Nigeria plans selling electricity to Burkina Faso — despite poor power supply

Nigeria plans selling electricity to Burkina Faso — despite poor power supply
Nigeria is set to begin selling electricity to Burkina Faso, a neighbouring West African country, despite poor electricity supply in the country.
Lamu Audu, managing director of Mainstream Energy Solutions Limited, operators of Kainji and Jebba hydro power plants, disclosed this on Thursday at the annual power and utilities roundtable organised by PricewaterhouseCoopers (PwC) in Lagos.
Audu maintained that the company had to take that measure in order to properly utilize the energy being rejected by electricity distribution companies (DisCos).
He said the neighbouring country is ready to pay for the whole electricity invoice sent to them at a higher price.

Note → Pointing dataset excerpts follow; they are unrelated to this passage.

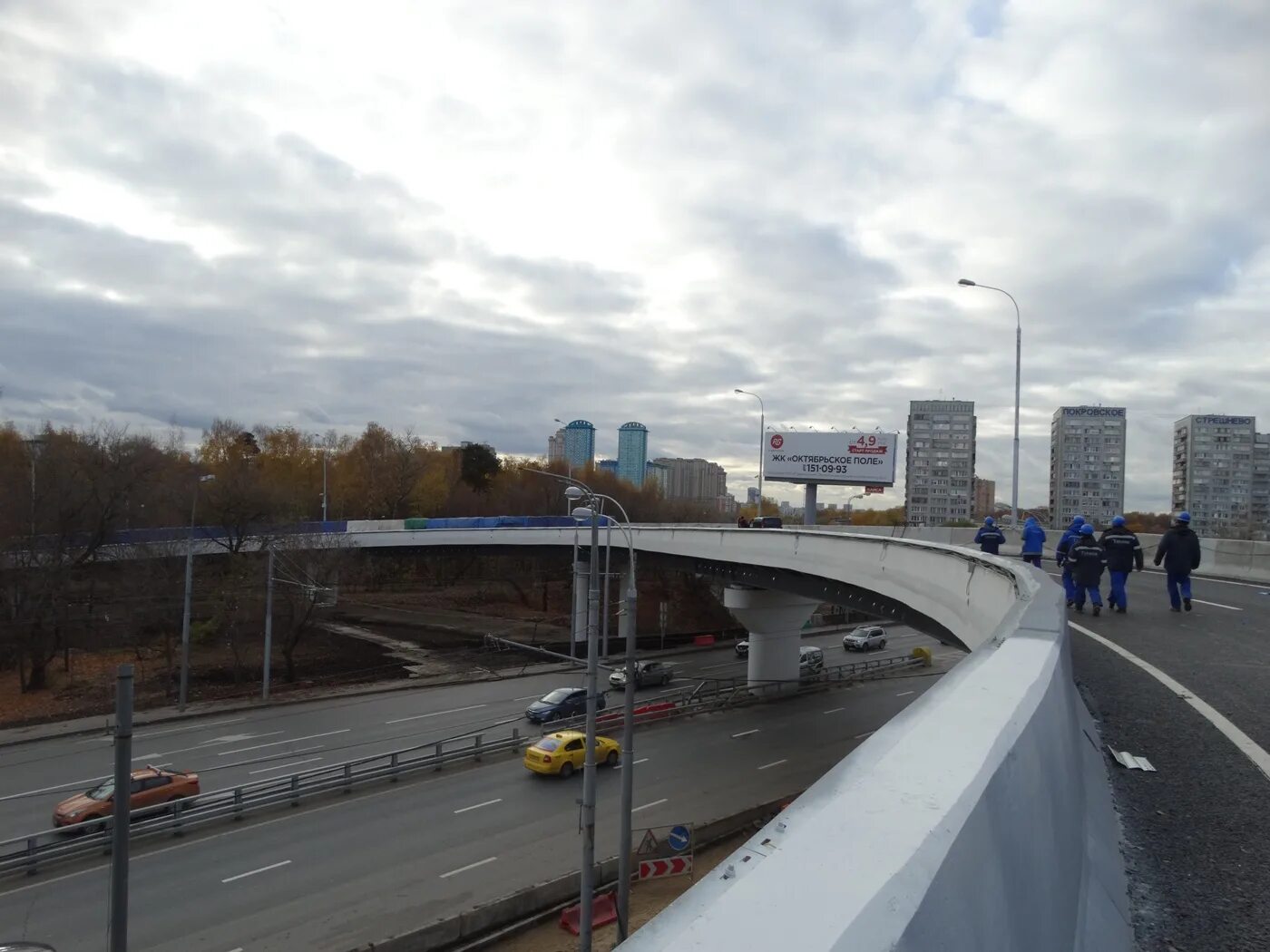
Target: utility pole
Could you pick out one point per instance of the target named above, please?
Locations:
(269, 628)
(122, 809)
(588, 776)
(624, 856)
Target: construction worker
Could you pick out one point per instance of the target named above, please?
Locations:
(1088, 559)
(990, 539)
(1064, 543)
(1124, 555)
(1178, 551)
(1034, 541)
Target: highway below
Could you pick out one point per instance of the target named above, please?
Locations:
(348, 869)
(1197, 831)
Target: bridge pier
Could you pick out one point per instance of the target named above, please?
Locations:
(775, 624)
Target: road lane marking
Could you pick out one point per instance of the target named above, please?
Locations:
(470, 866)
(478, 806)
(263, 869)
(1216, 605)
(294, 740)
(267, 758)
(1247, 746)
(279, 767)
(435, 714)
(187, 727)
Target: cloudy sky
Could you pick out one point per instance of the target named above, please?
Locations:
(470, 219)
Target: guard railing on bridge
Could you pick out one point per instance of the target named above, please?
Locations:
(34, 850)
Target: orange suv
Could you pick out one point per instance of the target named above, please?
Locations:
(150, 786)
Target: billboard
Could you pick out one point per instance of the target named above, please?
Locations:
(847, 459)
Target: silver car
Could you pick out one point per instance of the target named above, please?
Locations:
(865, 638)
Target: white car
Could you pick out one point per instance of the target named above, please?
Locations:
(865, 638)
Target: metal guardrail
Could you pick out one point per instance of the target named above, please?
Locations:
(31, 852)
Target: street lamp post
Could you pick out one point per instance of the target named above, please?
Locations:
(762, 415)
(628, 801)
(1019, 353)
(190, 586)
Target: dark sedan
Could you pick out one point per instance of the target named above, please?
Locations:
(562, 704)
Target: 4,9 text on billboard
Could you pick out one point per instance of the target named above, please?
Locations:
(846, 459)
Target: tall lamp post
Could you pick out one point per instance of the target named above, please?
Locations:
(762, 415)
(1019, 353)
(190, 586)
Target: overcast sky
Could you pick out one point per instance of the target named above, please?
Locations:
(470, 219)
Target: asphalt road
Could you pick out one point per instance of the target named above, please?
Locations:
(1197, 831)
(257, 745)
(381, 860)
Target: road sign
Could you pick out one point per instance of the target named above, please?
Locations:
(679, 840)
(648, 844)
(657, 869)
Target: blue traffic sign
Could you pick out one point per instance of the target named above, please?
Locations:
(679, 838)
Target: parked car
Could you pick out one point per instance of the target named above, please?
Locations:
(810, 660)
(150, 786)
(647, 675)
(561, 704)
(865, 637)
(564, 752)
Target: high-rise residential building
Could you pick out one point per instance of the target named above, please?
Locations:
(940, 461)
(1213, 473)
(631, 452)
(694, 479)
(656, 472)
(555, 447)
(1086, 463)
(984, 498)
(580, 444)
(1261, 486)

Audu stated that only 600 to 650 megawatts is received by the DisCos out of the 922 megawatts generated on the network, which affects the company’s capacity.
“We are left with no option than to sell the balance to other African countries that are willing to pay. In fact, they are willing to take up the whole electricity invoice at a higher price than what Nigerians are willing to pay,” Audu said.
“We are talking to Burkina Faso on this. We are aware that some Nigerian power firms sell electricity to Togo, Benin Republic, among others; we are not the first to do this.
“As we speak today, we generate 20 to 25 per cent of the energy going onto the grid. We have ramped up our capacity at Kainji from zero to 440MW. At Jebba, what we concentrated on is the reliability of the existing units. We utilised the capacity of our staff to be able to recover some of the units.
“Currently, we have a capacity of 922MW but, on the average, it is only 600MW to 650MW that is utilised. So, we have stranded energy, which is seriously impacting on our ability to attract more funding for capacity recovery and capacity expansion.
“I am complaining that I have energy that cannot be utilised. And some of us are actually looking beyond the borders of Nigeria to sell our power if the Nigerian market cannot take it because we have to remain in business; we have responsibilities to our shareholders.”